Perché, oggi, siamo così decisi sulla costituzione mentre con gli aspetti più deteriori della politica continuiamo a convivere ed anzi li premiamo purché a sostegno del Si?

Un discorso analogo si può fare sul decentramento. Dopo le oscillazioni tra centralismo e decentramento un nuovo equilibrio Stato/Regioni va costruito. Insieme ad una ridefinizione di ambiti e numero delle Regioni. Ma sappiamo che le regioni hanno subìto una degenerazione che ha coinvolto anche le sinistre.

Perché allora si lasciano invariati gli assetti, si svuotano le funzioni e si elevano i membri dei consigli a senatori con immunità?
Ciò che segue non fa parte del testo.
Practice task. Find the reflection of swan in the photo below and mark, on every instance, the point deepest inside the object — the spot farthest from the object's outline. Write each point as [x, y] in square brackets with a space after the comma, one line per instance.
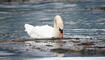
[46, 31]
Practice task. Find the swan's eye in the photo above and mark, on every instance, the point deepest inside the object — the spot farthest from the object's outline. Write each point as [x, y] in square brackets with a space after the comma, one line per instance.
[61, 30]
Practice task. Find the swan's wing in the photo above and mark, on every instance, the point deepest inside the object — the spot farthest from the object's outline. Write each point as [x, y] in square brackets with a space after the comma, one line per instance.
[39, 31]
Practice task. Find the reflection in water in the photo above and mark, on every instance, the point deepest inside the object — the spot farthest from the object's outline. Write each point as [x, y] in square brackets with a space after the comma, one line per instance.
[79, 20]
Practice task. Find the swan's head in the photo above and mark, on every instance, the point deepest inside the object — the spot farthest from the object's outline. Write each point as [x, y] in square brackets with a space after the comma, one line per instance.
[59, 25]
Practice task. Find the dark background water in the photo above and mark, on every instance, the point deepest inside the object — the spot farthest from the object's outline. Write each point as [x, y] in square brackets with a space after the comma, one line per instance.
[81, 19]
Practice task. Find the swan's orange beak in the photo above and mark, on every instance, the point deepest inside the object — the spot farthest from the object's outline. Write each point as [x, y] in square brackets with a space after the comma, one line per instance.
[61, 35]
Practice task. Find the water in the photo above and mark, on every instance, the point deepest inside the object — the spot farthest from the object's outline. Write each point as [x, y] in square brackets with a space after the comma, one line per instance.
[79, 20]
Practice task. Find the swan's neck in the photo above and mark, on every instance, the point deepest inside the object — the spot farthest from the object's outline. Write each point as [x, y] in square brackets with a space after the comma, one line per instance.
[56, 31]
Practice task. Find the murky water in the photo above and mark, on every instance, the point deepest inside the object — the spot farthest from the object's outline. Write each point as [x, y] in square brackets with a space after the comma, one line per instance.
[80, 20]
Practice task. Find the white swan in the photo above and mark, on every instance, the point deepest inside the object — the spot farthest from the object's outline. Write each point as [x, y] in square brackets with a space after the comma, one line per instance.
[46, 31]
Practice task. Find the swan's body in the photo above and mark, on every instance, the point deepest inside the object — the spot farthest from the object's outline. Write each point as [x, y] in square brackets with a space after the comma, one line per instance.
[46, 31]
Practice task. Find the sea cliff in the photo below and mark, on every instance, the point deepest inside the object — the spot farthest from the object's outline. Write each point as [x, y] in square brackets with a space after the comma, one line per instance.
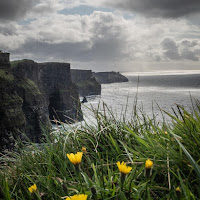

Cari compagni, io condivido e capisco l’ansia di rinnovare anche di fronte all’avanzare del populismo. Ma questa non può essere una gara a chi arriva prima a coagulare il malessere che la crisi della globalizzazione genera.

La nostra risposta deve essere sì tempestiva, ma deve saper coinvolgere i soggetti della trasformazione con un’operazione politica e culturale insieme.

Va in questa direzione il fatto che la lacerazione di oggi segue scelte politiche che hanno diviso il Pd al suo interno, il Pd da Sel, il Pd dalla Cgil, il Pd dall’Anpi? Possibile che sono diventati tutti conservatori? E che anche gli iscritti che si allontanano e gli elettori che si ritraggono dal voto o approdano ad altre sponde politiche siano, anch’essi. tutti conservatori? E da chi allora dovrebbe venire la legittimazione a governare? Da forzature maggioritarie o da logiche referendarie e plebiscitarie, da un rapporto non mediato leader-popolo?

Cari compagni, io voterò No. Ma non lo farò perché Basta un No. Un No non basta perché domani dovremo ricucire un tessuto lacerato e ricostruire una prospettiva riformatrice.

Ma un No, penso, sia l’unico modo per mantenere aperta la porta ad un nuovo progetto di trasformazione della nostra società, ad una alternativa progressista al populismo, al cambiamento ed alle riforme che volevamo. E dal 5 dicembre a questo dovremo lavorare.

Perché il neopopulismo non è un pericolo da agitare, per imitarne le logiche e per spaventare chi vota No, ma un pericolo reale da combattere costruendo ponti e culture di unità e solidarietà. A cominciare da sinistra.